Hi,
I am trying to extract words (mostly non-English) from a text string that contains unstructured combinations of other characters (letters, [-.:/]etc., and numbers). Each text string contains a different number of words. The shortest word has 2 letters. Words may contain the special letters:[ÁáÀàÂâÄäÉéÈèÊêËëÍíÌìÎîÏïIJijÓóÒòÔôÖöÚúÙùÛûÜüÝýŸÿ]
I want to extract words that only contain at least 2 letters (including special letters) and are surrounded by spaces. No periods, dash, slash etc. The icing on the cake: A valid word needs to have at least one vowel and at least one consonant.
I am trying to find a solution using the String Replacer, Regex Split, and String Manipulation nodes because all of these nodes should work. I can get somewhat close to a solution using 9 text processing nodes, but not with regular expressions. In regex101.com I can identify the words that I am looking for with the regex:
(?<=\s)([[:alpha:]])+(?=\s) but substition of the inverse is not working.
Failed attempts
- Regex Split with (?<=\s)([[:alpha:]])+(?=\s): Error message: did not match the pattern or contained more groups than expected. I presume it is the latter. Is there a way to add additional columns to the existing table even when the number of columns is different for each row? Is it somehow possible to attach a list of words to each row of the table? Can the “regex split” words be joined and attached?
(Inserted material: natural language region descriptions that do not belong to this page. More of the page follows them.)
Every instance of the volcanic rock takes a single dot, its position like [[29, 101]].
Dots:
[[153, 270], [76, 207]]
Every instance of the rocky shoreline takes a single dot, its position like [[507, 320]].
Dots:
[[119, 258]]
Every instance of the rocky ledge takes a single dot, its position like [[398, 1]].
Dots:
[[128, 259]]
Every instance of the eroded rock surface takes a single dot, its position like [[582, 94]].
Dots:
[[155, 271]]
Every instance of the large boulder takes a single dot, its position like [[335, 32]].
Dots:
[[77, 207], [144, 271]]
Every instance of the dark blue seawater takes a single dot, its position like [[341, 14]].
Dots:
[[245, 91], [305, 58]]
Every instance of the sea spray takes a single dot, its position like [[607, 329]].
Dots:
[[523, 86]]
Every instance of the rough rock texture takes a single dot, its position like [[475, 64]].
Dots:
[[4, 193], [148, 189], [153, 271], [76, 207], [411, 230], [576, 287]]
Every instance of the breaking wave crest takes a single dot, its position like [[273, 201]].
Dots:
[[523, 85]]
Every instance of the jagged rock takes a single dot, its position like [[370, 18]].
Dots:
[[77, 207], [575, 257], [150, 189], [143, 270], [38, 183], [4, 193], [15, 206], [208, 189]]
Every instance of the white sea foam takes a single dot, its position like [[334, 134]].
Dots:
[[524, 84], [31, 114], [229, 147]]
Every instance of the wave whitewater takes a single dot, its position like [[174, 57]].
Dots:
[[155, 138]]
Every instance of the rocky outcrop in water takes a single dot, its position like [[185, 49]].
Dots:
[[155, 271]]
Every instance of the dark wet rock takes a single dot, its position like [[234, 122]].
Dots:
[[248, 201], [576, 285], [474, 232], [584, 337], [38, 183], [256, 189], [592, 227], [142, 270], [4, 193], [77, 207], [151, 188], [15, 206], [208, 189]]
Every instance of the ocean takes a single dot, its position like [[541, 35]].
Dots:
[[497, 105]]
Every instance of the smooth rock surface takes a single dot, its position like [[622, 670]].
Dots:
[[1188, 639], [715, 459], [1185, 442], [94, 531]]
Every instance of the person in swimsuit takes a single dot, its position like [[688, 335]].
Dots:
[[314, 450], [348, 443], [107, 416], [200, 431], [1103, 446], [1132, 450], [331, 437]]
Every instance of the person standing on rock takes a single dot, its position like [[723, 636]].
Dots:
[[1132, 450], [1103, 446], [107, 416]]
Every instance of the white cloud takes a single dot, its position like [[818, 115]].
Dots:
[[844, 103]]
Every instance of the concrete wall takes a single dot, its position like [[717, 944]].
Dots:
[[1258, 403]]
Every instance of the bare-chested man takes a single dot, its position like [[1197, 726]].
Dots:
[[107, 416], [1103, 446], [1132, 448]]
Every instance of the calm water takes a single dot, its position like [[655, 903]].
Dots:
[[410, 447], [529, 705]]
I am also unable to negate/inverse the regular expression. Any ideas? - String Replacer: I can replace in regex101.com almost all text with that I don’t want, but not in Knime.
([^[:alpha:]]{2,}[ÁáÀàÂâÄäÉéÈèÊêËëÍíÌìÎîÏïIJijÓóÒòÔôÖöÚúÙùÛûÜüÝýŸÿ]{0,})
I am getting single letters and extra spaces. I need a 2nd regex to clean up the remainder
I am unable to negate the expression (?<=\s)([[:alpha:]])+(?=\s). I am not able to explicitly define the text that I do not want, because there is absolutely no pattern. - String Manipulation: I am having the same problems with the negations.
Example text → desired output
RG-L-456 - oven material - lot 58363 mold.369 → oven material lot
RG-L-457 - at 1 m distance - lot 58363 mold.369 → at distance lot
1a -1035/aV1 level1 - AV1 cooling ventilator → cooling ventilator
1b - 1035/AV1 level 1 - AV1 -cooling ventilator → level ventilator
2 - 1035/AV1 level2 - AV1 cold-ventilator → (nothing should be found)
3 - 1035/AV1 work - AV1 line man → work line man
4 - 1035/AV1 insurance.1 - AV1 meeting → meeting
5 - 1035/bV1 insurance two - AV1 meeting room → insurance two meeting room
Six - 2035/aV1 LBK 8A.1 - UV1 LBK 8A → six
nr 1 - the SAS entrance → the SAS entrance
Any help would greatly be appreciated!